Printing Individual Posts

Often in following a Thread I come across one or two really helpful tips & would like to Print them from my browser.

Is there a way to do this without Printing the entire Thread?

Sorry for the seemingly simple question but I am stumped.

Thanx!

…John

John,

I just experimented with your post. I left clicked my mouse at the beginning of your text, scrolled down to the bottom highlighting your text and then right clicked and selected ‘copy’. I opened Word, clicked ‘paste’ and your text appeared. I don’t see why you couldn’t do the same across several responses and then save them as a document.

Don Z.

You can do the highlighting and just send it right to the printer, just make sure you click the “Selection” button in the PRINT screen, Print Range section. There are 3 choices: ALL; Pages From __ To___ ; and Selection. Choosing Selection will only print whatever is highlighted. Just make sure it is highlighted.

[D)] D’OH! I don’t know why I overlooked the print option instead of doing it the hard way…

Don Z.

But your way allows one to collect the info and save it digitally. A good option too if you like to keep things in a digital format.

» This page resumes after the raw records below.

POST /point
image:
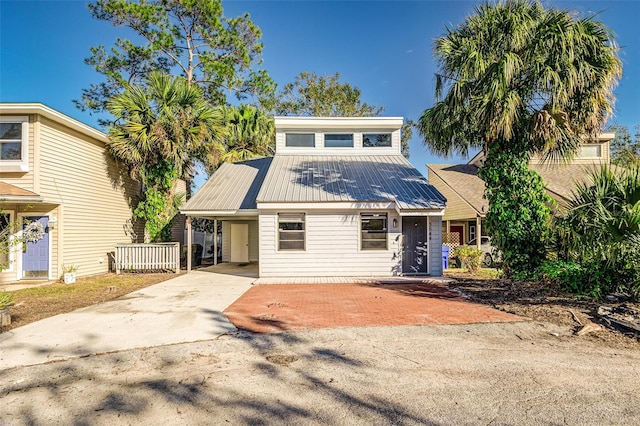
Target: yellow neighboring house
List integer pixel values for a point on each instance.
(54, 170)
(464, 190)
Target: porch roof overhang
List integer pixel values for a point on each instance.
(421, 212)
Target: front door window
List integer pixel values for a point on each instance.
(35, 254)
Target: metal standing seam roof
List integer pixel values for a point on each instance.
(234, 186)
(339, 178)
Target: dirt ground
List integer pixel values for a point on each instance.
(527, 373)
(540, 302)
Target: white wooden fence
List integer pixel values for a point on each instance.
(205, 239)
(148, 257)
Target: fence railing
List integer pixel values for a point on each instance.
(148, 257)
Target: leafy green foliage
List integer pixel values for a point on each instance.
(602, 229)
(625, 149)
(250, 133)
(325, 96)
(191, 38)
(519, 80)
(518, 211)
(160, 129)
(470, 256)
(567, 274)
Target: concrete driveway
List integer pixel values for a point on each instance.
(187, 308)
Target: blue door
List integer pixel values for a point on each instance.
(414, 254)
(35, 254)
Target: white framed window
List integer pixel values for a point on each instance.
(373, 231)
(472, 231)
(291, 233)
(14, 144)
(590, 151)
(374, 140)
(7, 219)
(303, 140)
(335, 140)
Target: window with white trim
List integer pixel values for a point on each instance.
(304, 140)
(332, 140)
(14, 149)
(373, 230)
(373, 140)
(291, 231)
(6, 234)
(590, 151)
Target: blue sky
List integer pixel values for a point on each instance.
(382, 47)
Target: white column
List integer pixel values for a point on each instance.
(188, 244)
(215, 241)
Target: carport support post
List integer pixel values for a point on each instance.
(188, 244)
(215, 241)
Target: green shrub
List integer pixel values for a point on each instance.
(6, 299)
(470, 256)
(568, 275)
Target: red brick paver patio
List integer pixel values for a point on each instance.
(278, 307)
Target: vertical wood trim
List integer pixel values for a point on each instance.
(36, 154)
(215, 241)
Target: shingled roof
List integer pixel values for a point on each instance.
(233, 187)
(15, 193)
(560, 180)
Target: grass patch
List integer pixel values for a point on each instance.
(489, 273)
(35, 303)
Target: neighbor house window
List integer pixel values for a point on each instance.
(370, 140)
(373, 231)
(307, 140)
(338, 141)
(291, 231)
(13, 144)
(590, 151)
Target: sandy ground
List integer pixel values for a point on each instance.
(509, 373)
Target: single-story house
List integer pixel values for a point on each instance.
(464, 190)
(54, 170)
(337, 199)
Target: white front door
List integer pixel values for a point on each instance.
(239, 242)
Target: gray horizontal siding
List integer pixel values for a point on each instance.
(232, 187)
(320, 178)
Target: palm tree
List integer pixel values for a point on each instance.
(515, 80)
(602, 226)
(166, 120)
(160, 129)
(250, 134)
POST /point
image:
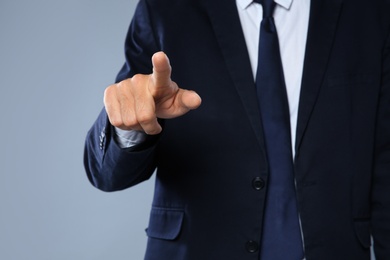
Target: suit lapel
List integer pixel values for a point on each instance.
(324, 16)
(227, 28)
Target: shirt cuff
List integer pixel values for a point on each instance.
(129, 138)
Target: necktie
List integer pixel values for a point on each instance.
(281, 237)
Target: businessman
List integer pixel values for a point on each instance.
(268, 123)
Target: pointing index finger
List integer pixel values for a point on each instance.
(161, 70)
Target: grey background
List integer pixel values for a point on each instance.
(56, 59)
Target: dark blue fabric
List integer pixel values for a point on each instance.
(207, 161)
(281, 237)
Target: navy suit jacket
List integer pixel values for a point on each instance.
(212, 171)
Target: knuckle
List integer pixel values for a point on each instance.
(130, 122)
(145, 118)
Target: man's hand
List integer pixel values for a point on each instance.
(136, 103)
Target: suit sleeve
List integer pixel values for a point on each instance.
(108, 166)
(380, 216)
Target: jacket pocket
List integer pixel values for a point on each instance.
(165, 223)
(363, 233)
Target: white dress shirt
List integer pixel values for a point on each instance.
(291, 20)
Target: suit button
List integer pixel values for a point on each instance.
(258, 183)
(251, 246)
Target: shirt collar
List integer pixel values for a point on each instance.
(245, 3)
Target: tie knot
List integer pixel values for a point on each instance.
(268, 7)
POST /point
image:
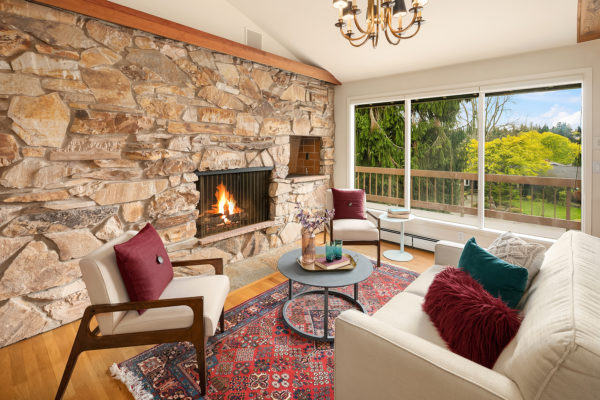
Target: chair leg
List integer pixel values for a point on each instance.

You’ve already received good advice. Not an answer to your question but – food for thought:

I prefer to store as much as possible digitally. You can easily store the entire thread, including the tips you want, by clicking on the browser toolbar “page”, “save as”, and then in “save as type”, select Web Archive, Single File (*mht). Of course, you have to indicate (at the top of the dialogue box) where you want to save it. Also, you can re-name it so that you remember what the info is you’re saving.

When you want to refer to the re-named tip, click on it and … the saved webpage reappears completely.

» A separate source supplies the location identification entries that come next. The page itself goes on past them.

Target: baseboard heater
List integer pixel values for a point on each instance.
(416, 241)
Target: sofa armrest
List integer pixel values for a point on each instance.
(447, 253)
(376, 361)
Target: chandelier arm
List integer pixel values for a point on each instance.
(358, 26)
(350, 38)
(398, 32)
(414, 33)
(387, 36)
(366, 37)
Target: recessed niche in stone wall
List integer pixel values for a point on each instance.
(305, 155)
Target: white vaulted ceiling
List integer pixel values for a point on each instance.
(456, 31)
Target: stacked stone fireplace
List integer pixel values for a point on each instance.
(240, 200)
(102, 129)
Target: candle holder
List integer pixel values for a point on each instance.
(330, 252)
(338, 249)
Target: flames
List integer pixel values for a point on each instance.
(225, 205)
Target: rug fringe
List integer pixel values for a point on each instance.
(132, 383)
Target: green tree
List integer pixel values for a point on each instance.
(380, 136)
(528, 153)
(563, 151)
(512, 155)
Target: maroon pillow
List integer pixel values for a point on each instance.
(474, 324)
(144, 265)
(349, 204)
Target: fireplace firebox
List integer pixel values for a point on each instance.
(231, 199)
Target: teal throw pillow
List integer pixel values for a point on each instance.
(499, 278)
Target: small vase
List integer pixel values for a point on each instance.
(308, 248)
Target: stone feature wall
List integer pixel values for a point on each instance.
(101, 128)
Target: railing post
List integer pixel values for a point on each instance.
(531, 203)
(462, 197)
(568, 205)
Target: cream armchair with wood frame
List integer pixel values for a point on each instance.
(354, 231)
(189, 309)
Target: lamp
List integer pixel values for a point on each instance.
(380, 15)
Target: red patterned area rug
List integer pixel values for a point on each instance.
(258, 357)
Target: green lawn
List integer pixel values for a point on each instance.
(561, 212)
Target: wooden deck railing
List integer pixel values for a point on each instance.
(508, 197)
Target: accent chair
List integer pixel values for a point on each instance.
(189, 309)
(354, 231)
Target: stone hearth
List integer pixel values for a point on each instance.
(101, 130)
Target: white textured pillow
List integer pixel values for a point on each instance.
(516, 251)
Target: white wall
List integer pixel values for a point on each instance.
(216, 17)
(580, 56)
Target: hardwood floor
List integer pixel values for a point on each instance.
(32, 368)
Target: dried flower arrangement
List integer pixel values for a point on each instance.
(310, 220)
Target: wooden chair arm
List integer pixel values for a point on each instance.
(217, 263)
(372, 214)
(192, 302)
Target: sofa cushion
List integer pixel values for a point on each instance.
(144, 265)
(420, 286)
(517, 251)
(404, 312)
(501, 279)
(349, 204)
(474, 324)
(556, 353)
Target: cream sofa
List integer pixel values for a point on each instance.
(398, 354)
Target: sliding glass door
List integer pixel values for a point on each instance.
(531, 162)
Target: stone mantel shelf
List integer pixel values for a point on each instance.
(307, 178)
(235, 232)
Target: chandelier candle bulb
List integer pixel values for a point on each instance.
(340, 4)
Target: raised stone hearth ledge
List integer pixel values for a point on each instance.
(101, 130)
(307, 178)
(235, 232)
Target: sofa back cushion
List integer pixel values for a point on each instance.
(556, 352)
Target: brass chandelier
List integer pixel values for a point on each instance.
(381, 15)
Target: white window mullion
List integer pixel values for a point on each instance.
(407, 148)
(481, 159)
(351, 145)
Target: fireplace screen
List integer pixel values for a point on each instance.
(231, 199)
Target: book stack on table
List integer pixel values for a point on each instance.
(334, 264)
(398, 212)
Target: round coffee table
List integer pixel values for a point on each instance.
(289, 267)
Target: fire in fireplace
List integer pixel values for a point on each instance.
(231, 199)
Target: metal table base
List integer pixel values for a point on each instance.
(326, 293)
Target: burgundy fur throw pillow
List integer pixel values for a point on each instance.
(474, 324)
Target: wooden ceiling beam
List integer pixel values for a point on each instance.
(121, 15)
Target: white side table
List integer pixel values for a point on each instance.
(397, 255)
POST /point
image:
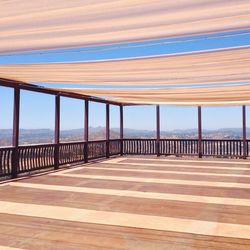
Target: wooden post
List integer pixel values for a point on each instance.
(121, 128)
(57, 131)
(86, 130)
(107, 129)
(199, 133)
(158, 133)
(15, 137)
(244, 132)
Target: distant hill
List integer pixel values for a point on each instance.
(34, 136)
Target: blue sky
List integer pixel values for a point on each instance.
(37, 110)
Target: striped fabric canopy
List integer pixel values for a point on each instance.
(44, 24)
(219, 66)
(208, 96)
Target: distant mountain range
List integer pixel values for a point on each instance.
(33, 136)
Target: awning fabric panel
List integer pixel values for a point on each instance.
(219, 66)
(220, 95)
(44, 24)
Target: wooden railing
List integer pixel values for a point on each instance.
(179, 147)
(6, 161)
(71, 152)
(42, 157)
(35, 157)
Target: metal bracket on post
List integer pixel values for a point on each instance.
(57, 131)
(199, 133)
(158, 133)
(15, 138)
(121, 129)
(244, 133)
(86, 130)
(107, 129)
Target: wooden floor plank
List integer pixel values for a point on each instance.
(131, 203)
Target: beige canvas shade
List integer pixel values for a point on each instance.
(204, 67)
(44, 24)
(219, 95)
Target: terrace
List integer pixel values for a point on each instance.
(125, 193)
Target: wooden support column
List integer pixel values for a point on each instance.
(57, 131)
(107, 129)
(121, 128)
(244, 132)
(158, 133)
(199, 133)
(15, 137)
(86, 130)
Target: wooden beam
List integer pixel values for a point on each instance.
(199, 132)
(15, 137)
(86, 129)
(107, 129)
(57, 131)
(158, 132)
(121, 128)
(244, 132)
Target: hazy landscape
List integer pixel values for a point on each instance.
(37, 136)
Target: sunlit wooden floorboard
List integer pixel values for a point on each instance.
(128, 207)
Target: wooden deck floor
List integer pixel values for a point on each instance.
(130, 203)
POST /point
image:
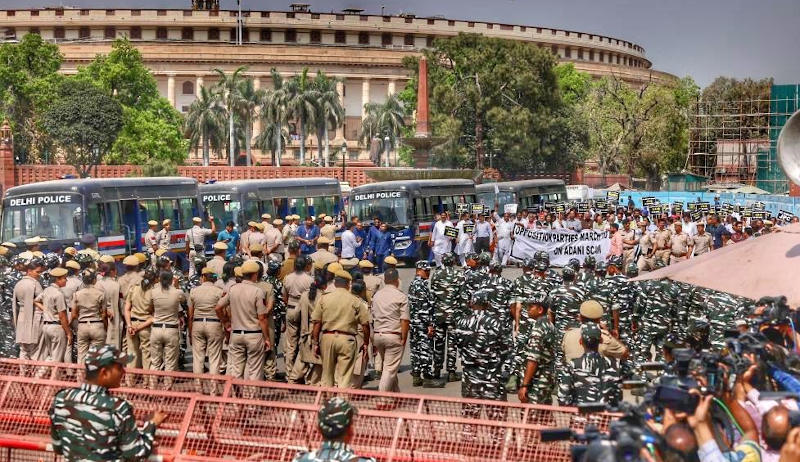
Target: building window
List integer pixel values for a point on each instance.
(339, 36)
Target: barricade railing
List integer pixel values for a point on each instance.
(273, 421)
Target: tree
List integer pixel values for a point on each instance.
(329, 114)
(248, 101)
(150, 134)
(227, 91)
(205, 123)
(84, 122)
(123, 75)
(301, 104)
(383, 120)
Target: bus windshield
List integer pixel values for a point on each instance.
(391, 210)
(24, 218)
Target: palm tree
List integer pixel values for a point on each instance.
(249, 99)
(301, 104)
(228, 93)
(274, 114)
(205, 122)
(383, 120)
(330, 112)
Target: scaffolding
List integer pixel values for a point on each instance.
(735, 141)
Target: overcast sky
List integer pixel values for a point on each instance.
(701, 38)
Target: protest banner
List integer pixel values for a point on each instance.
(560, 244)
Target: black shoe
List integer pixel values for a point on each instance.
(434, 383)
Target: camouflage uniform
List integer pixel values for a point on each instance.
(88, 423)
(420, 307)
(542, 348)
(447, 287)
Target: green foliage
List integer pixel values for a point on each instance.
(123, 75)
(150, 134)
(84, 122)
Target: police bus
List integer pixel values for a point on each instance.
(246, 200)
(408, 208)
(115, 210)
(524, 193)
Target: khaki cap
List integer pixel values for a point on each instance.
(591, 309)
(250, 267)
(130, 260)
(58, 272)
(344, 275)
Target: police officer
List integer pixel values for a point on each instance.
(390, 320)
(250, 306)
(294, 285)
(205, 328)
(591, 377)
(89, 423)
(165, 335)
(89, 308)
(336, 318)
(55, 327)
(421, 307)
(539, 379)
(27, 319)
(335, 422)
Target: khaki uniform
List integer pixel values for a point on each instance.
(141, 310)
(165, 336)
(323, 257)
(703, 243)
(111, 288)
(246, 346)
(54, 343)
(294, 285)
(340, 313)
(91, 305)
(572, 347)
(389, 309)
(679, 247)
(27, 319)
(207, 331)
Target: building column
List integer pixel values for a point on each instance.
(171, 89)
(364, 97)
(340, 92)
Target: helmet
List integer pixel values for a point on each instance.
(480, 297)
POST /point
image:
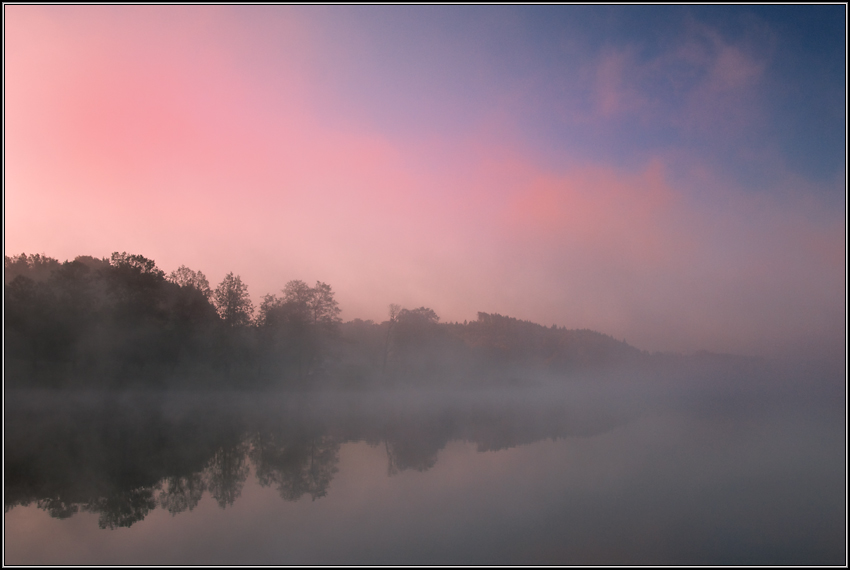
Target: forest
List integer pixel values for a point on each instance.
(124, 323)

I use this technique especially to save photos on websites. As opposed to saving just the .jpg photo file, this saves the entire page, not just the pix.

Saved your thread before submitting this and the file was just 191kb, so it won’t use up a lot of space on your computer.

That’s *.HTM(L) [tup]

True, exept on dynamic pages (like these forums), as the information will change, and then your saved page will be somewhat useless (mostly if there is a new post that clarifies or offers another solution, or an edit to an existing post for the same). A copy saved on your PC will not reflect the changes made here.

A better solution for forums would be to bookmark the page, and just make a folder for the bookmarks. For example, I have a folder structure in my bookmarks that is like “Trains → MRR Forums → {pages}” for anything i find here. Other train sites would be under different categories, such as prototype, other forums (atlas, and a few others), etc.

Your save the webpage approach does very well however for personal sites that don’t change much (IE Tstage’s website), or for historical societies (I’ve found that when they change the layout, they break links, and then it’s nearly impossible to find the page(s) I’m looking for).

While there isn’t much overhead from doing this, you will be saving unnecessary information (ie the HTML of the page itself) – all you’re after is the image.

You can also copy the text and paste it into Notepad without having to open a word processing program. Print it or save it, your choice.

Because of all the extra web graphics and text I will copy specific sections of text and images within threads and then paste them into a Word document. Then I run a spell check and save the file in my Model Railroading folder on the PC. This way I can build my own data base of information and even print them out later on when I want to have them in the train room.

Thanks for all the tips!

I work in the Mac world & now have found that the easiest way is to:

Copy & paste the text into a Word document;

Drag any diagram or picture (.jpg or .gif file) to my desktop;

Drag the picture to my new Word document;

Format as needed.

It sounds complicated but, once the document is formatted, it is quick & easy.

Now I can build up a ‘Tips & Tricks’ Manual of my own making from all the great info shared on our forums.

What a great way to learn!!

Now, back to layout construction & wiring!!